Many education programs exist to help Social Security disability recipients as well as those who receive Supplemental Security Income. Programs focus on providing workable transition assistance that enables the disabled to find gainful employment. Other programs provide educational opportunities. Still others focus on disability laws and rights on the international stage.
Adult Social Security disability recipients may find assistance through the 103 Work Incentives Planning and Assistance projects operating throughout the country. Every WIPA office employs a staff of community work incentive coordinators who provide incentives and assistance for the disabled, including locating programs at the federal or state level that provide training and education for jobs geared to the disabled individual’s capabilities. All Social Security disability beneficiaries qualify for WIPA intervention and assistance.

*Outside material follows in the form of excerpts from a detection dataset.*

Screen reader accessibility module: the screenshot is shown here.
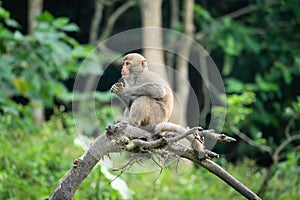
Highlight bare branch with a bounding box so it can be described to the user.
[49,122,260,199]
[273,134,300,164]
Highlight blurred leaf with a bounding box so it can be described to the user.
[36,11,54,22]
[12,77,29,95]
[222,54,234,76]
[225,78,245,93]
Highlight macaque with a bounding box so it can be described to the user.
[111,53,204,156]
[111,53,173,131]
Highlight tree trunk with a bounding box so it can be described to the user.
[140,0,168,80]
[28,0,45,125]
[173,0,194,126]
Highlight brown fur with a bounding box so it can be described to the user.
[111,53,173,130]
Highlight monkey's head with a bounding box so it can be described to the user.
[121,53,148,80]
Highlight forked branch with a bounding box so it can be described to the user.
[49,122,260,199]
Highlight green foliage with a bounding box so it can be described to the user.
[0,113,118,199]
[0,7,91,106]
[121,157,300,200]
[195,1,300,161]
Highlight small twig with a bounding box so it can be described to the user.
[112,158,135,171]
[279,145,300,160]
[273,134,300,164]
[284,113,299,138]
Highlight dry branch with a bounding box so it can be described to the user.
[49,122,260,199]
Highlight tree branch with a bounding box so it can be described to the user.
[49,122,260,199]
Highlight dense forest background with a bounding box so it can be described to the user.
[0,0,300,199]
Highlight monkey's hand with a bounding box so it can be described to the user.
[110,83,124,95]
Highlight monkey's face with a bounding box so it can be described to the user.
[121,56,147,80]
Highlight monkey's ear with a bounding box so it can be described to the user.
[141,59,147,69]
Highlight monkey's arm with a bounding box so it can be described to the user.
[131,83,171,99]
[111,83,171,106]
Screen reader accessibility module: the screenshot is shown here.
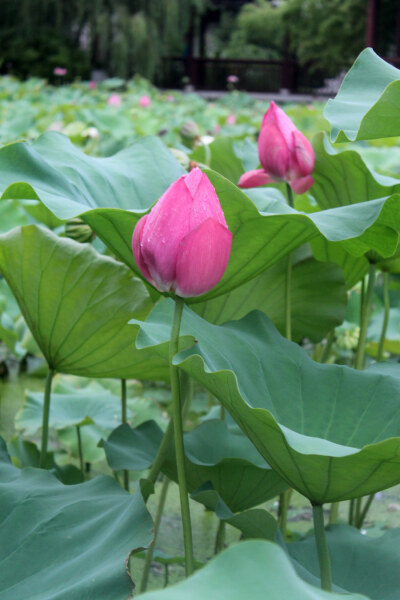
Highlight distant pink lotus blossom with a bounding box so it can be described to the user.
[238,102,315,194]
[53,67,67,77]
[107,94,122,106]
[139,96,151,108]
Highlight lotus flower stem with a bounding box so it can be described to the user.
[320,329,335,363]
[39,369,54,469]
[312,504,332,592]
[355,494,375,529]
[348,498,356,525]
[169,296,194,577]
[143,419,174,502]
[376,271,390,362]
[354,263,376,369]
[139,477,169,593]
[143,376,193,502]
[285,183,294,340]
[278,183,294,537]
[76,425,85,479]
[214,519,226,554]
[329,502,340,525]
[278,488,292,538]
[121,379,129,492]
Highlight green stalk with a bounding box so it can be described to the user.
[320,329,335,363]
[278,183,294,537]
[39,369,54,469]
[312,504,332,592]
[348,498,356,525]
[353,498,362,526]
[214,519,226,554]
[354,263,376,369]
[285,253,293,340]
[329,502,339,525]
[285,183,294,340]
[278,488,293,539]
[169,296,194,577]
[143,419,174,502]
[121,379,129,492]
[355,494,375,529]
[376,271,390,362]
[76,425,85,479]
[139,477,169,593]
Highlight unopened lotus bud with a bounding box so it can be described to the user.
[132,168,232,298]
[238,102,315,194]
[65,217,95,244]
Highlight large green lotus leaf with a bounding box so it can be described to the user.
[311,237,369,289]
[0,132,184,219]
[190,482,278,542]
[193,248,347,342]
[0,132,185,274]
[190,136,244,183]
[0,225,168,379]
[310,133,400,210]
[143,540,367,600]
[324,48,400,142]
[15,385,121,435]
[57,425,110,463]
[132,301,400,503]
[104,420,287,512]
[287,525,400,600]
[202,170,400,302]
[0,462,152,600]
[0,134,400,302]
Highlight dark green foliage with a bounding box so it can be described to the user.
[0,0,204,80]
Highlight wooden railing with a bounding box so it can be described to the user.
[157,56,323,92]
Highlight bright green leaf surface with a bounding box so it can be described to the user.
[190,137,244,183]
[133,301,400,503]
[104,420,287,512]
[0,462,152,600]
[193,250,347,342]
[0,226,168,379]
[0,134,400,301]
[15,386,121,435]
[310,133,400,210]
[324,48,400,142]
[143,541,366,600]
[287,525,400,600]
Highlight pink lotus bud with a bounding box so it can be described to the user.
[132,167,232,298]
[107,94,122,106]
[53,67,67,77]
[238,102,315,194]
[139,96,151,108]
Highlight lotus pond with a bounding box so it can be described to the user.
[0,50,400,600]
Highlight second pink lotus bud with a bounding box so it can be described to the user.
[238,102,315,194]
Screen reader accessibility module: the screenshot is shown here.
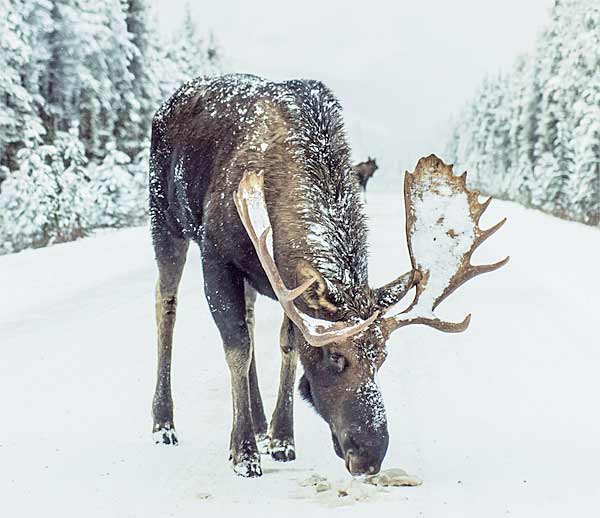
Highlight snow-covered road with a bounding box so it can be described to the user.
[0,189,600,518]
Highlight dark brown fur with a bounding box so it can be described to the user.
[352,157,379,191]
[150,76,412,476]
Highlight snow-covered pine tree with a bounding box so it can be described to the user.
[160,3,222,98]
[0,0,44,168]
[115,0,160,160]
[449,0,600,228]
[0,127,93,252]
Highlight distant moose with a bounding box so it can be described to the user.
[352,157,379,191]
[150,75,508,477]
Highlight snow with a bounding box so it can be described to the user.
[0,189,600,518]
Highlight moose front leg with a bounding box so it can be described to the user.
[202,248,262,477]
[152,234,188,445]
[244,282,269,453]
[269,316,298,462]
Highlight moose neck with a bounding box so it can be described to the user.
[267,85,368,306]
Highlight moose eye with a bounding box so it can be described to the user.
[329,353,346,372]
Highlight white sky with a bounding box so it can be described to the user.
[154,0,553,174]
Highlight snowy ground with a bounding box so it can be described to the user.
[0,188,600,518]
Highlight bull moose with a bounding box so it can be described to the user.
[150,75,508,477]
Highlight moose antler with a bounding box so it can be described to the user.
[233,172,378,347]
[384,155,509,333]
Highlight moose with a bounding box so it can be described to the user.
[150,75,508,477]
[352,157,379,191]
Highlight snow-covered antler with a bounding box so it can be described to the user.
[385,155,509,333]
[233,172,378,347]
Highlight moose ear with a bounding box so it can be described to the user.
[296,261,338,313]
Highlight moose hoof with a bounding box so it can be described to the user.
[256,433,271,455]
[152,426,179,446]
[269,439,296,462]
[230,452,262,478]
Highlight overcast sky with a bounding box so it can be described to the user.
[154,0,553,174]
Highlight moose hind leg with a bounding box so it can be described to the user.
[152,235,188,445]
[202,248,262,477]
[244,282,269,453]
[269,316,298,462]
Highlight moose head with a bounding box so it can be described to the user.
[234,155,508,475]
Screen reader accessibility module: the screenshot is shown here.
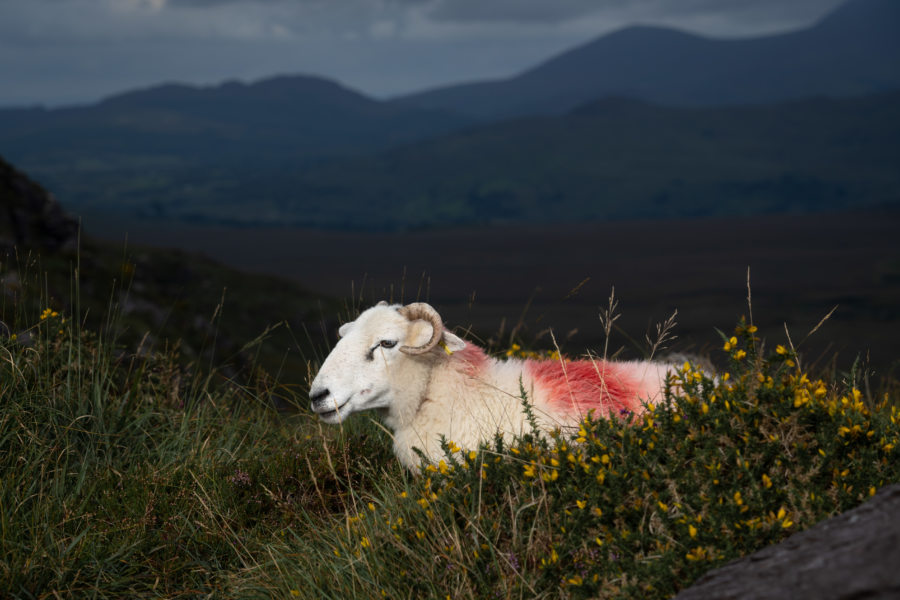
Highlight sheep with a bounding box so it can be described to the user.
[309,302,674,472]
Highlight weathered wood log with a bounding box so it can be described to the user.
[675,484,900,600]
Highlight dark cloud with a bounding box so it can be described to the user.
[430,0,842,23]
[0,0,841,105]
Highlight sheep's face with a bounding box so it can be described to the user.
[309,304,465,424]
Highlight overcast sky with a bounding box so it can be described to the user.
[0,0,842,106]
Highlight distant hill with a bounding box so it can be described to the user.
[0,157,341,382]
[145,92,900,229]
[0,76,468,171]
[395,0,900,119]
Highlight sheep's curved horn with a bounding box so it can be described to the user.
[397,302,444,354]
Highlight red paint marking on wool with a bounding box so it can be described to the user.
[525,360,645,417]
[450,342,488,377]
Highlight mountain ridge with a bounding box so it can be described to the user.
[394,0,900,119]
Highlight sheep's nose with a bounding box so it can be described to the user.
[309,388,331,405]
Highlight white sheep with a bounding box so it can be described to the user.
[310,302,673,471]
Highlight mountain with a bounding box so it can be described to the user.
[395,0,900,119]
[0,76,474,171]
[0,158,342,382]
[145,92,900,230]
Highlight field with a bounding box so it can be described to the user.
[85,213,900,378]
[0,278,900,600]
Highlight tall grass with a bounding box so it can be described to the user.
[0,290,900,598]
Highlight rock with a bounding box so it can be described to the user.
[675,484,900,600]
[0,158,78,251]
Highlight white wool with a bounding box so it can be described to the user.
[310,304,671,470]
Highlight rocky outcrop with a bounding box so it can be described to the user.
[0,157,78,251]
[675,484,900,600]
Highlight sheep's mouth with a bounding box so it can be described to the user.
[313,398,352,423]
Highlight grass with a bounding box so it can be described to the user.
[0,294,900,598]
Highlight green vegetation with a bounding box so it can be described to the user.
[0,284,900,598]
[0,92,900,230]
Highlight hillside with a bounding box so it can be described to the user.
[0,76,467,171]
[396,0,900,119]
[100,93,900,230]
[0,158,340,382]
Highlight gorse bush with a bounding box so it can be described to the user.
[0,310,900,598]
[298,324,900,598]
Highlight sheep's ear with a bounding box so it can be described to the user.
[444,331,466,352]
[406,319,433,348]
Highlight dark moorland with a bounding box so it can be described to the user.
[86,212,900,382]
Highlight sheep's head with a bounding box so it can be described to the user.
[309,302,466,423]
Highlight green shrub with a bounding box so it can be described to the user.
[0,311,900,598]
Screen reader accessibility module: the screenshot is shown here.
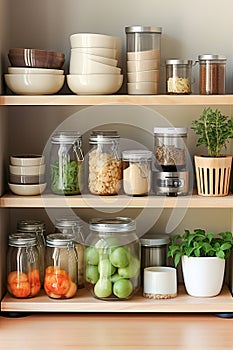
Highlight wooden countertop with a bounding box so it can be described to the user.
[0,313,233,350]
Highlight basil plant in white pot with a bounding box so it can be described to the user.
[168,229,233,297]
[191,108,233,196]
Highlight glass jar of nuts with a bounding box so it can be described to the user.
[88,130,122,195]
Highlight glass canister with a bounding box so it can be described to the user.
[44,233,78,299]
[122,150,152,196]
[85,217,140,300]
[17,220,45,284]
[154,127,187,171]
[7,233,41,298]
[198,55,227,95]
[166,59,193,95]
[50,131,84,195]
[88,130,122,195]
[55,216,84,288]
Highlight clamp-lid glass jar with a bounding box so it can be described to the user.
[7,233,41,298]
[44,233,78,299]
[55,216,84,288]
[85,217,140,300]
[198,55,227,95]
[122,150,152,196]
[17,219,45,284]
[166,59,193,95]
[88,130,122,195]
[50,131,84,195]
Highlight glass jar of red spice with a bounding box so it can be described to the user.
[198,55,227,95]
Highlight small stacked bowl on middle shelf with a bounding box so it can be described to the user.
[67,33,123,94]
[4,48,65,95]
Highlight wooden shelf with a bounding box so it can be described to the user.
[0,194,233,209]
[0,94,233,106]
[1,285,233,313]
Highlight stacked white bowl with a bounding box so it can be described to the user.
[66,33,123,94]
[5,67,65,95]
[127,49,160,95]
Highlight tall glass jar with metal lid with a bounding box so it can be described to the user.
[122,150,152,196]
[55,216,84,288]
[7,233,41,298]
[85,217,140,300]
[17,219,45,284]
[166,59,193,95]
[198,55,227,95]
[50,131,84,195]
[88,130,122,195]
[44,233,78,299]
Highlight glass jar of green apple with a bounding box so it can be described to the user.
[85,217,140,300]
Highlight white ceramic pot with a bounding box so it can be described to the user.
[181,256,225,297]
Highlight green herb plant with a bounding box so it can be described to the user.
[191,107,233,157]
[168,229,233,266]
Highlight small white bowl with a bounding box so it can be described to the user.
[127,50,160,61]
[127,59,160,72]
[71,47,117,59]
[8,67,64,75]
[5,74,65,95]
[66,74,123,95]
[10,154,44,166]
[127,69,160,83]
[9,164,45,175]
[70,33,121,49]
[69,55,121,74]
[8,183,47,196]
[70,50,118,67]
[127,81,159,95]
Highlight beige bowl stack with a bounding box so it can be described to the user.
[5,48,65,95]
[127,50,160,95]
[9,154,46,196]
[67,33,123,94]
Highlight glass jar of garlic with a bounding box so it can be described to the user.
[88,130,122,195]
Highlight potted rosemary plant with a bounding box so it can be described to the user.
[191,107,233,196]
[168,229,233,297]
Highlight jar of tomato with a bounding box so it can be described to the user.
[44,233,78,299]
[7,233,41,298]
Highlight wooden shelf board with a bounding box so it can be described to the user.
[1,285,233,313]
[0,193,233,209]
[0,94,233,106]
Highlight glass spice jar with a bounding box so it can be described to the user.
[85,217,140,300]
[166,59,193,95]
[50,131,84,195]
[44,233,78,299]
[55,216,84,288]
[122,150,152,196]
[88,130,122,195]
[7,233,41,298]
[198,55,227,95]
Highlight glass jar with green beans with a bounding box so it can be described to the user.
[50,131,84,195]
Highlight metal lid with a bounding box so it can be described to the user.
[154,127,188,137]
[122,150,152,161]
[140,233,170,247]
[51,131,82,144]
[46,233,74,247]
[17,219,45,232]
[198,54,227,61]
[9,233,37,247]
[166,58,193,66]
[89,130,120,144]
[90,217,136,232]
[125,25,162,34]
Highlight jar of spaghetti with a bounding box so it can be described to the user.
[198,55,227,95]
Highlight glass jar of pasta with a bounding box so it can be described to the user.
[44,233,78,299]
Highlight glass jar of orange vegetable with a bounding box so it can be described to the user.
[7,233,41,298]
[44,233,78,299]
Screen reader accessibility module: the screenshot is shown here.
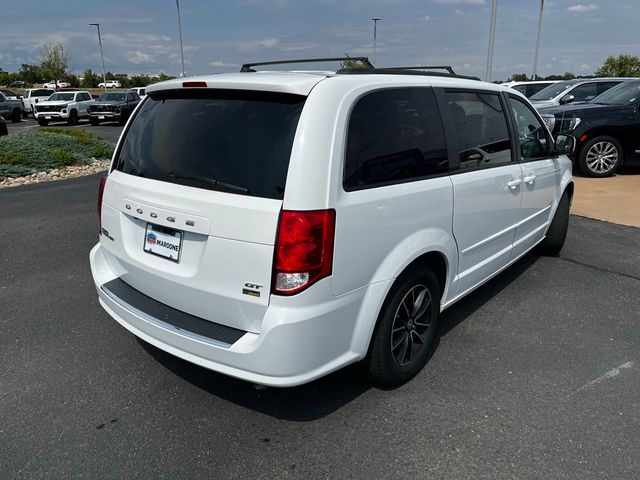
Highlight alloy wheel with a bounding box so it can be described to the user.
[586,140,619,175]
[391,285,431,367]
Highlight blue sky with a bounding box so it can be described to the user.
[0,0,640,79]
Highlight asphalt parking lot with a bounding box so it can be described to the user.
[0,177,640,480]
[7,116,123,143]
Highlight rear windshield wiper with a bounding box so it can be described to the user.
[169,170,249,193]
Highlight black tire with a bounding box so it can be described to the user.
[67,110,78,125]
[578,135,624,177]
[538,192,570,257]
[365,267,440,388]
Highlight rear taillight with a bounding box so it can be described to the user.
[271,210,336,295]
[98,176,107,235]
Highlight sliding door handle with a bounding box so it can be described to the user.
[507,178,522,190]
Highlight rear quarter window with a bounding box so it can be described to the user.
[343,87,449,191]
[115,89,306,199]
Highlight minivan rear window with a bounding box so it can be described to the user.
[115,89,306,199]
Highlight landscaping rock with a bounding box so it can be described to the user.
[0,159,111,188]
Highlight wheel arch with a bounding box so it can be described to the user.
[576,125,629,161]
[351,239,458,359]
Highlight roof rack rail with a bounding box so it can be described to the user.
[240,57,375,72]
[336,65,480,81]
[379,65,457,75]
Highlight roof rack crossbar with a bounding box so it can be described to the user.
[336,67,480,80]
[378,65,457,75]
[240,57,375,72]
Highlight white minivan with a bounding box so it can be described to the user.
[90,59,575,386]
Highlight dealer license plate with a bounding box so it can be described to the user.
[143,223,183,263]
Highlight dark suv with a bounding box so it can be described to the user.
[540,80,640,177]
[89,92,140,125]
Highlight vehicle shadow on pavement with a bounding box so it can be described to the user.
[136,255,539,422]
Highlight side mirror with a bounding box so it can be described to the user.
[560,94,576,105]
[555,134,576,155]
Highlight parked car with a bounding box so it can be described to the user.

Supplemental Security Income (SSI) recipients include many disabled children in low-income situations. The Social Security Administration classifies those recipients who reach the age of 18 as Youth in Transition. Upon reaching their 18th birthday, the SSI recipients receive a Ticket to Work certificate that makes them eligible for specialized employment services. After receiving the ticket they may visit the Employment Network of their choice where trained personnel help establish long-term goals. There the transitional individuals will be directed to vocational rehabilitative services and other appropriate resources that help them train for and find gainful employment.
Students with disabilities may access information provided by National Center on Secondary Education and Transition to find out about opportunities designed specifically with the disabled student in mind. A variety of programs available through the organization provide information about secondary education and transitional periods for students with disabilities. The students are also provided with access to programs geared to assisting them in achieving success outside the halls of academia.
A little know program administered by Mobility International and sponsored by the U.S. Department of State allows short-term international study for people with disabilities. For 40 years the organization has worked with over 100 countries, focusing on development and education of the disabled. Through the international exchange, participants learn about the global community and how to pursue a variety of opportunities both educational and commercial in nature. Susan Sygall, CEO and co-founder of Mobility International, operates the organization, which consists of more than 2,000 students and professionals, from the seat of her wheelchair.